DetroitDemos_1Detroit’s population boomed during the first half of the twentieth century, peaking at 1.8 million in 1950. Since then, the city’s population has steadily declined, falling to 689,000 in 2013 – the lowest number of residents since 1910, the eve of the automobile manufacturing boom that revolutionized Detroit’s economy (figure 1).[1]

This decline in urban population is not unique to Detroit – cities nationwide experienced contracting populations as residents flocked to the suburbs during the early Baby Boom years, and later with the urban decay of the 1970s and 1980s. But since 1950, Detroit has also lost ground in relative terms.

Compared to the overall U.S. population, Detroit has gradually become less prominent. In 1950, 1.22 percent of the U.S. population – about one in every 82 Americans – lived in the city of Detroit. By 2013, 0.22 percent of the U.S. population – roughly one in every 450 Americans – lived in the city of Detroit, the lowest share since 1870.

As Detroit’s population declined, so too did its housing stock, though at a much slower rate. Between 1950 and 2013, Detroit’s population fell by more than 60 percent. But the number of homes within the city fell by only 30 percent (figure 2).[2] In other words, the number of people living in Detroit has declined twice as quickly as the number of homes within city limits. Detroit lost about 250,000 residents between 2000 and 2013, while the number of existing homes fell by just 6,600, according to Census data.

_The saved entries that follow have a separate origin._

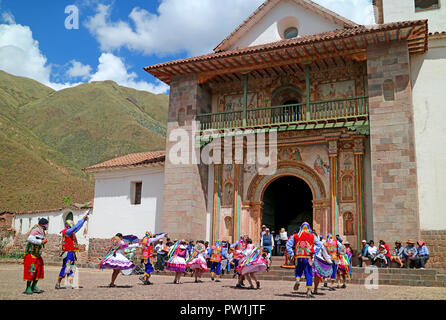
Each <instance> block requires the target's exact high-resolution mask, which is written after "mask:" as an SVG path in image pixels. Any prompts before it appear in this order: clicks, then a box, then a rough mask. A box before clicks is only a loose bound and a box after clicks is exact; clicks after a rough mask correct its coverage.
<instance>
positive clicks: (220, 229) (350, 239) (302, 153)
mask: <svg viewBox="0 0 446 320" xmlns="http://www.w3.org/2000/svg"><path fill="white" fill-rule="evenodd" d="M374 4H375V5H376V11H375V18H376V21H377V23H376V24H374V25H368V26H363V25H358V24H356V23H354V22H352V21H349V20H347V19H345V18H343V17H341V16H339V15H337V14H335V13H333V12H331V11H329V10H327V9H325V8H323V7H321V6H319V5H317V4H316V3H314V2H312V1H309V0H267V1H265V3H264V4H262V5H261V6H260V7H259V8H258V9H257V10H256V11H255V12H254V13H253V14H252V15H251V16H250V17H248V18H247V19H246V20H245V21H244V22H243V23H242V24H241V25H240V26H239V27H238V28H237V29H235V30H234V31H233V32H232V33H231V34H230V35H229V36H228V37H227V38H226V39H224V40H223V41H222V42H221V43H220V44H219V45H218V46H217V47H216V48H215V49H214V52H213V53H209V54H206V55H203V56H198V57H192V58H187V59H181V60H176V61H169V62H166V63H161V64H158V65H154V66H149V67H146V68H145V70H146V71H147V72H149V73H151V74H152V75H154V76H155V77H157V78H158V79H160V80H161V81H164V82H165V83H167V84H169V85H170V100H169V115H168V132H167V139H166V140H167V141H166V150H163V151H161V153H143V154H136V155H128V156H125V157H121V158H117V159H112V160H110V161H108V162H105V163H103V164H98V165H95V166H92V167H89V168H87V171H90V172H93V173H94V174H95V176H96V181H97V185H96V189H95V200H94V203H95V205H94V211H93V215H92V217H91V221H90V223H91V225H90V229H91V232H92V233H91V234H90V235H89V237H90V246H91V245H92V241H96V242H100V241H99V240H100V239H99V240H98V239H96V238H107V237H106V234H110V236H111V235H113V234H112V233H114V232H122V233H135V232H138V234H139V233H142V232H143V230H146V229H147V231H152V232H168V233H169V235H170V237H171V238H172V239H175V238H178V239H179V238H184V239H193V240H197V239H205V240H208V241H212V242H213V241H216V240H228V241H234V240H236V239H238V238H239V236H240V235H242V234H245V233H247V234H249V235H250V236H251V237H252V238H253V240H254V242H256V243H258V242H259V235H260V229H261V226H262V225H263V224H265V225H267V226H268V227H269V228H270V229H272V230H275V231H276V232H277V231H279V230H280V229H281V228H285V229H286V230H287V231H288V234H290V233H292V232H294V231H295V229H296V228H297V227H298V226H299V225H300V224H301V223H302V222H304V221H307V222H309V223H310V224H311V225H312V227H313V229H314V230H315V231H316V232H317V233H318V234H323V235H327V234H328V233H333V234H339V235H340V236H342V237H343V238H344V239H347V240H348V241H349V242H350V243H351V244H352V247H353V248H358V247H359V244H360V242H361V240H362V239H367V240H370V239H374V240H375V241H378V240H379V239H383V240H385V241H386V242H387V243H389V244H391V243H392V242H393V241H395V240H397V239H399V240H401V241H403V242H405V241H407V240H408V239H412V240H418V239H422V240H424V241H426V242H427V245H428V247H429V249H430V250H431V253H432V258H431V260H430V263H432V265H433V266H434V267H442V268H446V260H445V259H444V257H445V256H446V252H444V250H445V249H444V248H445V247H444V243H443V242H442V241H444V236H446V214H445V213H444V211H442V208H444V207H446V197H444V194H445V192H446V171H445V169H444V168H445V166H444V163H445V161H446V148H444V141H446V127H445V125H444V119H445V111H444V107H443V102H442V92H443V91H444V88H443V87H442V86H444V85H443V83H444V81H443V79H442V78H441V77H442V75H444V74H445V73H446V32H445V30H446V25H445V22H444V21H446V20H445V19H443V18H442V17H444V14H445V12H446V0H428V1H427V0H422V1H421V0H420V1H418V0H404V1H393V0H376V1H374ZM259 146H265V147H266V150H265V151H264V152H263V153H262V152H260V153H259V152H258V150H259ZM265 159H266V160H268V161H267V164H268V165H266V167H268V166H269V167H270V168H269V169H271V168H272V170H269V171H268V170H266V171H265V161H264V160H265ZM209 160H212V161H209ZM253 160H254V161H253ZM98 182H99V183H98ZM118 185H119V186H118ZM157 190H159V191H161V192H158V191H157ZM136 195H139V199H140V201H134V199H135V197H136ZM112 198H113V199H112ZM118 198H119V199H118ZM132 199H133V200H132ZM112 200H113V201H114V202H113V201H112ZM115 200H116V201H115ZM118 208H119V210H118ZM118 211H119V213H121V212H126V213H127V216H128V219H127V221H126V223H123V224H116V225H114V226H113V230H111V229H109V227H107V228H106V227H105V226H106V225H107V224H106V223H105V222H106V221H107V219H108V218H109V217H110V215H112V214H118ZM133 213H135V214H133ZM136 216H137V217H138V218H137V219H135V217H136ZM107 217H108V218H107ZM149 229H150V230H149ZM93 231H94V232H93ZM96 242H94V243H96Z"/></svg>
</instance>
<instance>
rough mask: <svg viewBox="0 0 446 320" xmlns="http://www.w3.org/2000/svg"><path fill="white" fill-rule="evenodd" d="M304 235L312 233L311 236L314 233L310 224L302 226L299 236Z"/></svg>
mask: <svg viewBox="0 0 446 320" xmlns="http://www.w3.org/2000/svg"><path fill="white" fill-rule="evenodd" d="M302 233H311V234H312V233H313V231H312V230H311V227H310V224H309V223H308V222H304V223H302V225H301V226H300V229H299V232H298V236H299V237H300V236H301V234H302Z"/></svg>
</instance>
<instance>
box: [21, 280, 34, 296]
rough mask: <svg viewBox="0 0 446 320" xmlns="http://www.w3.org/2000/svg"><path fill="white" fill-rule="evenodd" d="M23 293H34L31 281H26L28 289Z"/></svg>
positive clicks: (25, 290) (27, 287)
mask: <svg viewBox="0 0 446 320" xmlns="http://www.w3.org/2000/svg"><path fill="white" fill-rule="evenodd" d="M23 293H24V294H33V290H32V289H31V281H27V282H26V290H25V291H24V292H23Z"/></svg>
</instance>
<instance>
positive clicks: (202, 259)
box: [186, 257, 208, 272]
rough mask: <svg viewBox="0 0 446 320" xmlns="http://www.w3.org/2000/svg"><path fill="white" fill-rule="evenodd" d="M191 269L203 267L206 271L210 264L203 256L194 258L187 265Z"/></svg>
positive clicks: (203, 271)
mask: <svg viewBox="0 0 446 320" xmlns="http://www.w3.org/2000/svg"><path fill="white" fill-rule="evenodd" d="M186 266H187V267H188V268H189V269H191V270H194V269H201V271H203V272H206V271H208V266H207V263H206V260H204V259H203V258H200V257H198V258H195V259H192V260H191V261H189V262H188V263H187V265H186Z"/></svg>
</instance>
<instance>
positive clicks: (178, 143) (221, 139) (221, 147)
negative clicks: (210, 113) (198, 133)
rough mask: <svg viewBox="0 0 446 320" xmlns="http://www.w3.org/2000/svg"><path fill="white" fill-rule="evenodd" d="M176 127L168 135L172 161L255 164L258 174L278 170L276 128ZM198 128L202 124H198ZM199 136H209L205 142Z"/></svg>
mask: <svg viewBox="0 0 446 320" xmlns="http://www.w3.org/2000/svg"><path fill="white" fill-rule="evenodd" d="M196 128H197V127H196V126H193V127H192V128H191V129H192V130H185V129H183V128H177V129H173V130H172V131H170V133H169V136H168V142H169V144H170V147H169V155H168V159H169V162H170V163H172V164H174V165H185V164H206V165H210V164H234V163H235V164H246V165H256V166H257V169H258V174H259V175H272V174H274V173H275V172H276V170H277V130H275V129H272V130H269V131H268V133H266V132H264V131H260V132H256V131H254V130H244V131H241V130H225V131H224V132H218V131H212V130H208V131H204V132H202V133H201V135H200V134H198V131H197V130H195V129H196ZM198 128H199V125H198ZM197 138H201V139H203V138H206V139H207V140H208V142H206V143H205V144H204V145H201V144H200V143H199V142H198V143H197Z"/></svg>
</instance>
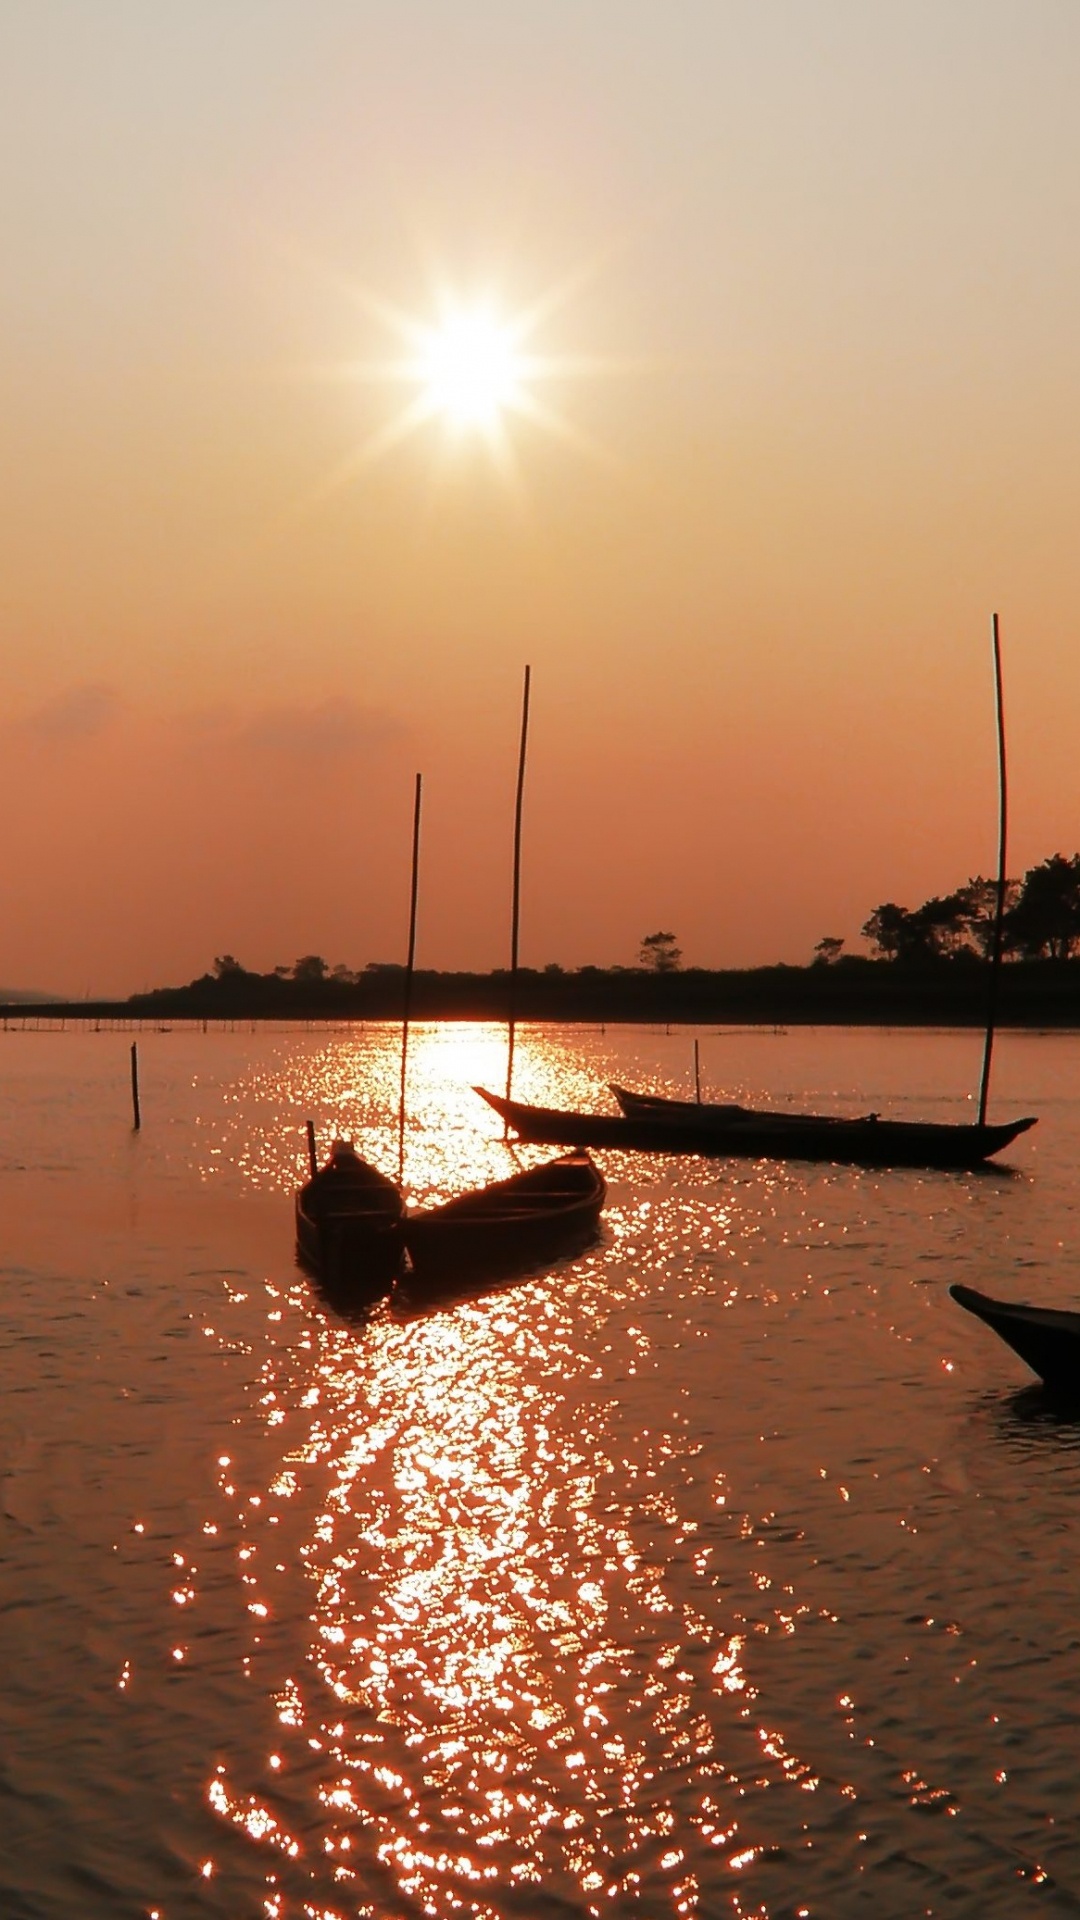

DetroitDemos_2Populations shift much more rapidly than structures – houses cannot just get up and move to the suburbs. And the legacy of Detroit’s early-twentieth-century population boom is still visible in the city’s now aging housing stock. Almost all (94 percent) of Detroit’s existing housing stock was built during the boom years between 1910 and 1960, according to a Zillow analysis of public records data. Currently, the city has more homes built before 1910 than homes built since 1960.

Still, even as hundreds of thousands of residents have left Detroit, a small number of people are moving in, potentially soaking up some of that excess housing supply and gradually changing the racial composition of the city (however slightly). Roughly 10,000 new residents have moved to Detroit annually from out of state in recent years.[3] Almost half (46 percent) of these recent migrants to Detroit identify as white, Hispanic or Asian, compared to just 17 percent of those living in Detroit before 2011 (figure 3).

DetroitDemos_3Detroit’s population is changing, largely driven by a 60-year-old urban flight trend that is, in some respects, not so different from dynamics confronting cities across the United States. On a much smaller scale, it is also driven by new and different population inflows.

In either case, the city’s supply of housing has been slow to respond.

 

 

 

 

 

 

 

[1] Earliest to 1990: Campbell Gibson and Kay Jung, Historical Census Statistics On Population Totals By Race, 1790 to 1990, and By Hispanic Origin, 1970 to 1990, For Large Cities And Other Urban Places in The United States, U.S. Census Bureau, Population Division Working Paper No. 76, February 2005.  2000 and later: U.S. Census Bureau, Decennial Census 2000, American Community Survey 2010 and American Community Survey 2013.

[2] Earliest to 1990: U.S. Census Bureau, Selected Historical Decennial Census Population and Housing Counts, Table 38: 1990 Population and Housing Counts: United States (including Urban and Rural Population, and Population Rank of Incorporated Places of 100,000 Population or More).  2000 and later: U.S. Census Bureau, Decennial Census 2000, American Community Survey 2010 and American Community Survey 2013.

[3] Zillow analysis of a pooled sample of data from the U.S. Census Bureau’s 2012 and 2013 American Community Survey, made available by the University of Minnesota, IPUMS-USA. Data sample sizes are small and should be interpreted with caution.